APPEAL from a judgment of the Superior Court of Los Angeles County. Ruben S. Schmidt, Judge. Reversed.
The facts are stated in the opinion of the court.
Ray L. Chesebro, City Attorney, Frederick von Schrader, Assistant City Attorney, and Bourke Jones, Deputy City Attorney, for Appellants.
Robert F. Shippee for Respondents.
This is an appeal from an order granting respondents' petition for a writ of mandamus requiring appellants to pay to each of respondents the sum of $612.
The facts so far as material are:
Petitioners were improperly refused employment in the department of water and power for 72 working days and, after reinstatement to their positions, each sought through a writ of mandate to recover from the appellants the sum of $612.
This is the sole question necessary for us to determine:
 Is a writ of mandate, where reinstatement is not sought, a proper remedy for recovery of wages due a municipal employee?
This question must be answered in the negative. The well-recognized procedure, where a right to recover salary is asserted and denied by respondents, is by ordinary suit at law for the salary. ( Butler v. City of Plainfield, 5 N.J. Misc 170 [135 A. 669]; Police Commissioner for the City of Boston v. City of Boston, 279 Mass. 577 [ 181 N.E. 790].) It is well settled that mandamus may not be invoked where there is a plain, speedy, and adequate remedy in the ordinary course of law. (Sec. 1086, Code Civ. Proc.)

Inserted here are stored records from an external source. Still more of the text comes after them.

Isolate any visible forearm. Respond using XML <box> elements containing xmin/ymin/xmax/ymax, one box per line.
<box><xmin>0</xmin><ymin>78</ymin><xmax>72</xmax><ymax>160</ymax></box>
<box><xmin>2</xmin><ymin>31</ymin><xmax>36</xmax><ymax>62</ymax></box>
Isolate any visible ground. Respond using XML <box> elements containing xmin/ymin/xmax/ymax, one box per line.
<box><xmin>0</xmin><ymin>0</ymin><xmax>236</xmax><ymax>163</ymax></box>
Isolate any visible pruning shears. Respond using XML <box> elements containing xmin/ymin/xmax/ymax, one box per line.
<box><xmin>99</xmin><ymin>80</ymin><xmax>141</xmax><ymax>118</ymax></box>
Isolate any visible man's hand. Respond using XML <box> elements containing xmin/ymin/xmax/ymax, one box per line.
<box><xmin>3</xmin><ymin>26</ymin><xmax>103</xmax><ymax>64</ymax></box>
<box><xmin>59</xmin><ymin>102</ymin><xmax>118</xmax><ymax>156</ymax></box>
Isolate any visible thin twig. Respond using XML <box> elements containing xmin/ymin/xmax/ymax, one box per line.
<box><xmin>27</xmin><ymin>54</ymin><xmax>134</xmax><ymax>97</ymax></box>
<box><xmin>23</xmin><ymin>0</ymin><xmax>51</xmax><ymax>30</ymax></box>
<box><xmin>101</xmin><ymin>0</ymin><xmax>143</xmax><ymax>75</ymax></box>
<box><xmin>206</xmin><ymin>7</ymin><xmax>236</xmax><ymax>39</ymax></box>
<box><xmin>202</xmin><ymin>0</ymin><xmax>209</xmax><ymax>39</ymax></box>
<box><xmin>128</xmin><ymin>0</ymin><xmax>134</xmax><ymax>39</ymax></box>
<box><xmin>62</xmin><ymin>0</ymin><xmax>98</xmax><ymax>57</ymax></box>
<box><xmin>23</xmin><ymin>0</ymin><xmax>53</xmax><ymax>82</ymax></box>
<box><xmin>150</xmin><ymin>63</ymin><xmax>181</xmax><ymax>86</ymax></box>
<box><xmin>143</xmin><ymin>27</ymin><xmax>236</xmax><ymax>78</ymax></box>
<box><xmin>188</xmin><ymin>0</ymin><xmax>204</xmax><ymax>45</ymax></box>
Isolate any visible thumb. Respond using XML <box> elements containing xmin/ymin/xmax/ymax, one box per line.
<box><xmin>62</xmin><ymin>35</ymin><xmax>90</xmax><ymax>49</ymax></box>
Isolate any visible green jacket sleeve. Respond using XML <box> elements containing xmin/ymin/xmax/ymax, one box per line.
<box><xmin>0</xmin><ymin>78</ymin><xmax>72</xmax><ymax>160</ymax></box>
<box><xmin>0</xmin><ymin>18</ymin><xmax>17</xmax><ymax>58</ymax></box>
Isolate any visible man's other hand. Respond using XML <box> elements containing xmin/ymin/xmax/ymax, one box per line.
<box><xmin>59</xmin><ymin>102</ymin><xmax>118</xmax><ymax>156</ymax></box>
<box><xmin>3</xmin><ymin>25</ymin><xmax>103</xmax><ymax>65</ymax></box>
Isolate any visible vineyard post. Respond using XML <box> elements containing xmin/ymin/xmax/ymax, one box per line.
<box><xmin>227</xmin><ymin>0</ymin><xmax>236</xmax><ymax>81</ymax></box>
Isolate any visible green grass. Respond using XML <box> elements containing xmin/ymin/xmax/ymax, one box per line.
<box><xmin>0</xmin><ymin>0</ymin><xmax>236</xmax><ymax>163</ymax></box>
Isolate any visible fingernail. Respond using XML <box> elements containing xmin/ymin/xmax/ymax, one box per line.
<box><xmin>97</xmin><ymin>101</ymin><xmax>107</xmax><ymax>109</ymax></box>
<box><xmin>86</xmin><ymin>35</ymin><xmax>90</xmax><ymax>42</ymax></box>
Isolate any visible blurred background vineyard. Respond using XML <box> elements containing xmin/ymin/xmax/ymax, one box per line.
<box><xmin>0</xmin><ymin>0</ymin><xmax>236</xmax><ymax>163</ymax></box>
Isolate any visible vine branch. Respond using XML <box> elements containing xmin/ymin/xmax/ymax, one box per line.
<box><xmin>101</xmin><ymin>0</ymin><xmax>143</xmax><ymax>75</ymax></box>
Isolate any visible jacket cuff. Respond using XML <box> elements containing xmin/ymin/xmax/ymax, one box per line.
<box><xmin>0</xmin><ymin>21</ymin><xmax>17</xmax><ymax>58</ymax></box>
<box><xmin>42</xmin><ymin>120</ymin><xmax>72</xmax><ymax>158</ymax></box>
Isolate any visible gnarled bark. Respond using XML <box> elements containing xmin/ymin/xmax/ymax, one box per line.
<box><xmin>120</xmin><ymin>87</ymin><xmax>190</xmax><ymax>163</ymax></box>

Therefore, since petitioners could have filed suit in the municipal court to recover the amount of salary alleged to be due them, they had a plain, speedy, and adequate remedy at law. This is equally convenient, beneficial and effective as a proceeding by mandamus, which therefore is not available to them. ( Black v. City of Santa Monica, 13 Cal.App. (2d) 4 [ 56 P.2d 256]; Burbank v. Hamilton, 63 Cal.App. 745, 746 [ 219 P. 1047].)
For the foregoing reasons the judgment is reversed, with directions to the trial court to enter judgment denying the petition for a writ of mandate.
Crail, P.J., and Wood, J., concurred.
A petition by respondents to have the cause heard in the Supreme Court, after judgment in the District Court of Appeal, was denied by the Supreme Court on September 21, 1936.